Aquí hay un resumen de estos efectos:
1. Sistema nervioso central
El estrés activa la respuesta de "lucha o huida", aumentando la liberación de adrenalina y cortisol. Esta activación puede provocar un aumento de la frecuencia cardíaca, de la presión arterial y de la respiración, así como un aumento de los niveles de glucosa en la sangre.
2. Sistema cardiovascular
Una exposición prolongada al estrés puede provocar problemas cardiovasculares como la hipertensión, enfermedades cardíacas y accidentes cerebrovasculares.
3. Sistema inmunitario
El estrés crónico puede debilitar el sistema inmunitario, haciendo que el cuerpo sea más vulnerable a infecciones y enfermedades.
4. Sistema musculoesquelético
El estrés puede provocar tensión muscular, lo que puede resultar en dolores musculares y articulares.
5. Sistema respiratorio
El estrés puede agravar problemas respiratorios como el asma y provocar una respiración rápida o superficial.
6. Sistema endocrino
El estrés afecta a las glándulas endocrinas, provocando desequilibrios hormonales que pueden afectar diversas funciones corporales.
En respuesta al estrés, el cuerpo puede ralentizar o interrumpir los procesos digestivos para priorizar otras funciones necesarias para la respuesta de "lucha o huida".
- Reflujo gastroesofágico (RGE): el estrés puede aumentar la producción de ácido gástrico, provocando ardor de estómago o reflujo ácido.
- Síndrome del intestino irritable (SII): el estrés es un factor agravante importante del SII, provocando dolor abdominal, hinchazón, diarrea o estreñimiento.
- Úlceras gástricas: aunque las úlceras son causadas principalmente por infecciones bacterianas (como Helicobacter pylori), el estrés puede agravar los síntomas y ralentizar el proceso de curación.
El estrés puede provocar cambios en los hábitos alimentarios.
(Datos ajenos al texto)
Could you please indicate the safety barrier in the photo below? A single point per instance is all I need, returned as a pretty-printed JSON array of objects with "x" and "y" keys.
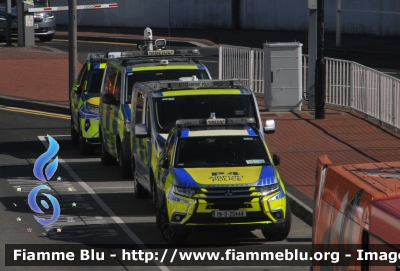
[
  {"x": 243, "y": 63},
  {"x": 348, "y": 83}
]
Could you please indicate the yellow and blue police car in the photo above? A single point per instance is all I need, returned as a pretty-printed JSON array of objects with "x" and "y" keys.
[
  {"x": 157, "y": 105},
  {"x": 121, "y": 73},
  {"x": 84, "y": 103},
  {"x": 218, "y": 172}
]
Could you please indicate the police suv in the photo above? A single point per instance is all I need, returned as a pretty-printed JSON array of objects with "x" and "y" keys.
[
  {"x": 84, "y": 103},
  {"x": 218, "y": 172},
  {"x": 156, "y": 106},
  {"x": 121, "y": 73}
]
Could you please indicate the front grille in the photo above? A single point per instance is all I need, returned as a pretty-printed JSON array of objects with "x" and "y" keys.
[
  {"x": 228, "y": 192},
  {"x": 228, "y": 204},
  {"x": 38, "y": 18},
  {"x": 208, "y": 219}
]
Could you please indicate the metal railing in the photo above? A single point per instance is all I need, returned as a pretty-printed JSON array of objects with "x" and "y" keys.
[
  {"x": 367, "y": 90},
  {"x": 243, "y": 63},
  {"x": 348, "y": 83}
]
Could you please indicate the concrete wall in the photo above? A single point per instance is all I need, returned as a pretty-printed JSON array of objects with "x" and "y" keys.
[{"x": 254, "y": 14}]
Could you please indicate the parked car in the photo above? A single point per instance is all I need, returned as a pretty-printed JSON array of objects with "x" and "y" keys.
[
  {"x": 44, "y": 23},
  {"x": 218, "y": 172}
]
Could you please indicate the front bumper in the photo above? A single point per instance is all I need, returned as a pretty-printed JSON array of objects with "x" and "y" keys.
[{"x": 262, "y": 212}]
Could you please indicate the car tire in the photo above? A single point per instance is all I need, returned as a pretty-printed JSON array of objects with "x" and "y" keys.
[
  {"x": 125, "y": 170},
  {"x": 170, "y": 235},
  {"x": 45, "y": 38},
  {"x": 84, "y": 147},
  {"x": 106, "y": 158},
  {"x": 74, "y": 134},
  {"x": 281, "y": 234}
]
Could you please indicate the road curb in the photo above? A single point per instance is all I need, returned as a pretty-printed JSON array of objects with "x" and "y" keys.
[{"x": 34, "y": 105}]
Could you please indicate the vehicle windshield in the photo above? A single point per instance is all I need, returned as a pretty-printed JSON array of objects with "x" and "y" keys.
[
  {"x": 220, "y": 151},
  {"x": 94, "y": 82},
  {"x": 41, "y": 3},
  {"x": 170, "y": 109},
  {"x": 144, "y": 76}
]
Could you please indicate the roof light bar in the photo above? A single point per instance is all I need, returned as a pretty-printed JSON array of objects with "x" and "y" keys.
[{"x": 198, "y": 84}]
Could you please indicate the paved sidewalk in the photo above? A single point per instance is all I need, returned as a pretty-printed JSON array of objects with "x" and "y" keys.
[{"x": 37, "y": 77}]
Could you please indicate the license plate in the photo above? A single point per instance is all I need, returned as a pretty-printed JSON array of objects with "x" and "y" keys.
[{"x": 234, "y": 213}]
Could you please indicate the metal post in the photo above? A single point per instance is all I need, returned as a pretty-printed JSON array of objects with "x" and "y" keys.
[
  {"x": 339, "y": 24},
  {"x": 8, "y": 20},
  {"x": 235, "y": 13},
  {"x": 312, "y": 55},
  {"x": 72, "y": 42},
  {"x": 320, "y": 65}
]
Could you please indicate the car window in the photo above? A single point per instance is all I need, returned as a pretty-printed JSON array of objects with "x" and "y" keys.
[
  {"x": 95, "y": 79},
  {"x": 144, "y": 76},
  {"x": 170, "y": 109},
  {"x": 217, "y": 151},
  {"x": 139, "y": 98}
]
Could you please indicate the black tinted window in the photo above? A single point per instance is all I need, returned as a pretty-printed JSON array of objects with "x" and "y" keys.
[
  {"x": 170, "y": 109},
  {"x": 95, "y": 80},
  {"x": 221, "y": 151}
]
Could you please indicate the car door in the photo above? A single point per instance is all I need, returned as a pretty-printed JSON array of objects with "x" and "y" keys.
[{"x": 76, "y": 93}]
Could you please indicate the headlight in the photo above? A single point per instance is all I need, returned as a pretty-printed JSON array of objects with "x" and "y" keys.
[
  {"x": 48, "y": 16},
  {"x": 92, "y": 108},
  {"x": 267, "y": 189},
  {"x": 184, "y": 191}
]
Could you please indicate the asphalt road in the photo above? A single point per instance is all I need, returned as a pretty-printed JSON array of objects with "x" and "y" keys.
[{"x": 97, "y": 206}]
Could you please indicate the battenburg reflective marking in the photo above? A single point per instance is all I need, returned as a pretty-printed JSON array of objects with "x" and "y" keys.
[
  {"x": 185, "y": 132},
  {"x": 184, "y": 178},
  {"x": 267, "y": 176}
]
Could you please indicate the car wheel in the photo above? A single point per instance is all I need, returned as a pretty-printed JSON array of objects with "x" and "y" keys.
[
  {"x": 281, "y": 234},
  {"x": 74, "y": 134},
  {"x": 124, "y": 166},
  {"x": 84, "y": 147},
  {"x": 45, "y": 38},
  {"x": 170, "y": 235},
  {"x": 106, "y": 158}
]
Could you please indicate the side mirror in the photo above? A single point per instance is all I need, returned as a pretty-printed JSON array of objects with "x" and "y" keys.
[
  {"x": 276, "y": 159},
  {"x": 269, "y": 127},
  {"x": 110, "y": 99},
  {"x": 164, "y": 163},
  {"x": 141, "y": 130}
]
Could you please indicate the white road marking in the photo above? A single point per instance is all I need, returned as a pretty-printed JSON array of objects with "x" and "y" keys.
[{"x": 101, "y": 203}]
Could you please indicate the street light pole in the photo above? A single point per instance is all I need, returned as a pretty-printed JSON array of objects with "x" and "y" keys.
[
  {"x": 72, "y": 43},
  {"x": 320, "y": 65}
]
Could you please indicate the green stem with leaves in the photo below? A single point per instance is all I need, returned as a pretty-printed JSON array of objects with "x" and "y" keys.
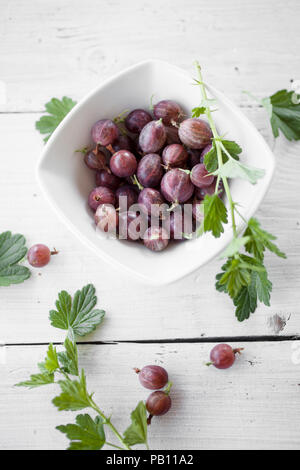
[
  {"x": 218, "y": 144},
  {"x": 109, "y": 424}
]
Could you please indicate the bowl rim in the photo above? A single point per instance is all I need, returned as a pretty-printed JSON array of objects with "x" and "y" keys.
[{"x": 224, "y": 240}]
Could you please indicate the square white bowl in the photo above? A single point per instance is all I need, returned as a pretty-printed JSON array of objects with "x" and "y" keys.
[{"x": 66, "y": 181}]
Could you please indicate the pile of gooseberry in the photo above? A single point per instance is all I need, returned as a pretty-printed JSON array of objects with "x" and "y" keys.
[{"x": 156, "y": 163}]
Algunas personas pueden perder el apetito y comer menos, mientras que otras pueden comer más, a menudo alimentos ricos en grasas y azúcares..
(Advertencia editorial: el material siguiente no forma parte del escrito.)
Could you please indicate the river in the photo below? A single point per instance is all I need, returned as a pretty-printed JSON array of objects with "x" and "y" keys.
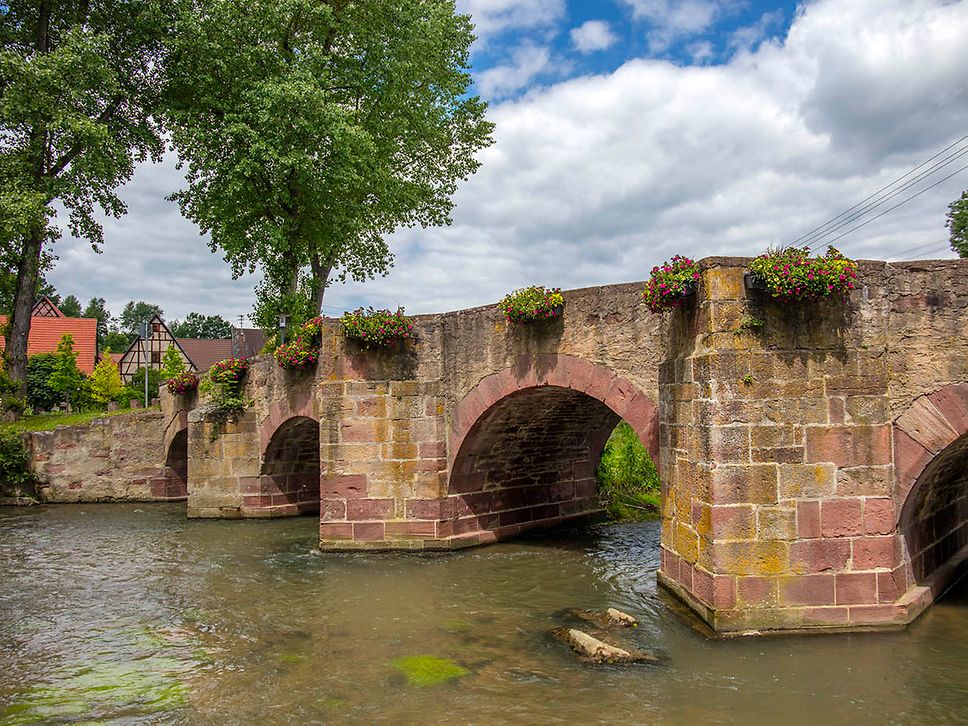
[{"x": 133, "y": 614}]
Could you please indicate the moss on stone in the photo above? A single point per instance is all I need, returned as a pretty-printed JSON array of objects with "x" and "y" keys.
[{"x": 427, "y": 670}]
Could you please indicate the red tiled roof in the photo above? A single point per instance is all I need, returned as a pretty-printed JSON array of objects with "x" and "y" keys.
[
  {"x": 46, "y": 333},
  {"x": 204, "y": 352}
]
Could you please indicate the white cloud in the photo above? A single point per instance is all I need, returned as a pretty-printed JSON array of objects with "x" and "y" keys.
[
  {"x": 492, "y": 17},
  {"x": 593, "y": 35},
  {"x": 527, "y": 62},
  {"x": 595, "y": 179}
]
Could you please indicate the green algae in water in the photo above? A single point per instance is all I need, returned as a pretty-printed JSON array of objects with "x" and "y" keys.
[
  {"x": 104, "y": 690},
  {"x": 428, "y": 670}
]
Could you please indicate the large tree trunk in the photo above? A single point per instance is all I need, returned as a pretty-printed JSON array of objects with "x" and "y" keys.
[{"x": 23, "y": 304}]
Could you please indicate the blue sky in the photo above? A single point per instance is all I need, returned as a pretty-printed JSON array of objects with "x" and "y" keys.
[
  {"x": 696, "y": 127},
  {"x": 583, "y": 37}
]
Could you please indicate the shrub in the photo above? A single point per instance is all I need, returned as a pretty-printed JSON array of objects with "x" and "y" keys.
[
  {"x": 379, "y": 328},
  {"x": 303, "y": 352},
  {"x": 40, "y": 395},
  {"x": 223, "y": 384},
  {"x": 171, "y": 363},
  {"x": 532, "y": 303},
  {"x": 628, "y": 483},
  {"x": 792, "y": 275},
  {"x": 105, "y": 381},
  {"x": 182, "y": 383},
  {"x": 670, "y": 283}
]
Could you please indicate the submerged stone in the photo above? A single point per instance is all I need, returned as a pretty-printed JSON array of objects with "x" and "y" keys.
[
  {"x": 428, "y": 670},
  {"x": 598, "y": 651}
]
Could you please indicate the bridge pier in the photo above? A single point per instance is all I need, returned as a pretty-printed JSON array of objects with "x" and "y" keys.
[{"x": 812, "y": 464}]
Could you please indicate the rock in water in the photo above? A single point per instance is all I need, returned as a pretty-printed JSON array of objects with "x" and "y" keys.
[
  {"x": 598, "y": 651},
  {"x": 617, "y": 617}
]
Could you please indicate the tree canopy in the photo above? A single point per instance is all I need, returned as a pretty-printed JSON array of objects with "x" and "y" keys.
[
  {"x": 136, "y": 313},
  {"x": 958, "y": 224},
  {"x": 313, "y": 129},
  {"x": 196, "y": 325},
  {"x": 79, "y": 81}
]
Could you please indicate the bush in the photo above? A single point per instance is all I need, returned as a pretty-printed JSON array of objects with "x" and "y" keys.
[
  {"x": 303, "y": 352},
  {"x": 376, "y": 327},
  {"x": 16, "y": 478},
  {"x": 182, "y": 383},
  {"x": 532, "y": 303},
  {"x": 40, "y": 395},
  {"x": 670, "y": 283},
  {"x": 628, "y": 483},
  {"x": 792, "y": 275}
]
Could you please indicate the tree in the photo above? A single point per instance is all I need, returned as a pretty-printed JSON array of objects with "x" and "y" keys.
[
  {"x": 136, "y": 313},
  {"x": 71, "y": 307},
  {"x": 105, "y": 382},
  {"x": 79, "y": 82},
  {"x": 171, "y": 363},
  {"x": 97, "y": 308},
  {"x": 40, "y": 368},
  {"x": 66, "y": 379},
  {"x": 197, "y": 325},
  {"x": 313, "y": 129},
  {"x": 958, "y": 224}
]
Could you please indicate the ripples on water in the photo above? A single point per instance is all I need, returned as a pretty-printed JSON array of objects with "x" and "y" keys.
[{"x": 133, "y": 614}]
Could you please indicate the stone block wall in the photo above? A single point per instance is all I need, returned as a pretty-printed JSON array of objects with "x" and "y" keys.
[
  {"x": 116, "y": 458},
  {"x": 781, "y": 503}
]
El estrés puede afectar la motilidad intestinal, ralentizando o acelerando el tránsito, lo que puede provocar problemas como diarrea o estreñimiento.
El estrés puede desequilibrar la microbiota intestinal, afectando así la digestión y la salud intestinal. Una microbiota desequilibrada puede exacerbar los trastornos digestivos y debilitar la respuesta inmunitaria.
El estrés tiene efectos considerables en el cuerpo y en el sistema digestivo. Una gestión efectiva del estrés, a través de técnicas como la relajación, la meditación, el ejercicio físico regular y una alimentación equilibrada, es esencial para mantener la salud general y digestiva.